In all melanoma cell lines, for each modality (promoter hypomethylation, promoter hypermethylation, gene amplification, and gene deletion) and for each gene, we built an ANOVA model using TF targeting as the response variable across all melanoma cell lines while the status of that gene (either promoter methylation or copy number status) was the explanatory variable. For example, in modeling promoter hypermethylation, we chose positive instances to represent hypermethylated promoters and negative instances for nonmethylated promoters along with an additional factor correcting for the cell lineage. Similarly, for copy number variation analysis, we chose positive instance to represent amplified genes and negative instances for nonamplified genes while correcting for cell lineage. We only computed the associations if they had at least three positive instances of the explanatory variable (for example, promoter hypomethylation in at least three cell lines).
To predict drug response using TF targeting, we conducted a linear regression with elastic net [45 (link)] regularization as implemented in the Python package sklearn v1.1.3 using an equal weight of 0.5 for L1 and L2 penalties using regorafenib cell viability assays in melanoma cell lines as a response variable and the targeting scores of 1,132 TFs (Table S5) as the explanatory variable.

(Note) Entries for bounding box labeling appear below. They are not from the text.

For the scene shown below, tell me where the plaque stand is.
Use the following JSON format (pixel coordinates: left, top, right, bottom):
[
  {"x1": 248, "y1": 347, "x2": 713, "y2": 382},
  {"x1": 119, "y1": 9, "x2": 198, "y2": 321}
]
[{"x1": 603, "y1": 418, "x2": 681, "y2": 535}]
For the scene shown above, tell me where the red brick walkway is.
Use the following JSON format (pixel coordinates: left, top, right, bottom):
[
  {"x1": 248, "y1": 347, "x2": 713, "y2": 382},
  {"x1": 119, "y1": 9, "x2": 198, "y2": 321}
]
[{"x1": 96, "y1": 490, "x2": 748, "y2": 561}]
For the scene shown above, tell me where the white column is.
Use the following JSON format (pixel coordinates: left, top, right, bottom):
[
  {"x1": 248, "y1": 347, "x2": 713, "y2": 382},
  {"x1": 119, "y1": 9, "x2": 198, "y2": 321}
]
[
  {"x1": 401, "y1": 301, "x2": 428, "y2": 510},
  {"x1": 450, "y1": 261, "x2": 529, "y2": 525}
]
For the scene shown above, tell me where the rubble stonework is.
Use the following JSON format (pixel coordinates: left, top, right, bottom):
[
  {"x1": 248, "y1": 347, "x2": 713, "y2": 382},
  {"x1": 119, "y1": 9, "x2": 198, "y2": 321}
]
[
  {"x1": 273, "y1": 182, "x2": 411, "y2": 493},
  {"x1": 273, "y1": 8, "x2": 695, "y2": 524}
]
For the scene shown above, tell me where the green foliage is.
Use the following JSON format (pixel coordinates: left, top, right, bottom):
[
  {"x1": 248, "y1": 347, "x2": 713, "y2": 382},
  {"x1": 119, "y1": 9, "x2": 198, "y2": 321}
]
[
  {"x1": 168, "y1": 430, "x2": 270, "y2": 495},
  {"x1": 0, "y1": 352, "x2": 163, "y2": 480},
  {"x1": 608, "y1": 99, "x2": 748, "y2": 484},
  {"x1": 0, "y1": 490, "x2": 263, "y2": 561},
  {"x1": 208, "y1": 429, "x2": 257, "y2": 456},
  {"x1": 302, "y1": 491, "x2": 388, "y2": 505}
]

Finally, to model EMT in melanoma, we used MONSTER on two LIONESS networks of melanoma cancer cell lines, one representing a primary tumor (Depmap ID: ACH-000580) as the initial state and the other a metastasis cell line (Depmap ID: ACH-001569) as the end state. We modified the original implementation of MONSTER that implements its own network reconstruction procedure to take any input network, such as LIONESS networks. MONSTER identifies differentially involved TFs in the transition by shuffling the columns of the initial and final state adjacency matrices 1000 times to build a null distribution, which is then used to compute a standardized differential TF involvement score by scaling the obtained scores by those of the null distribution.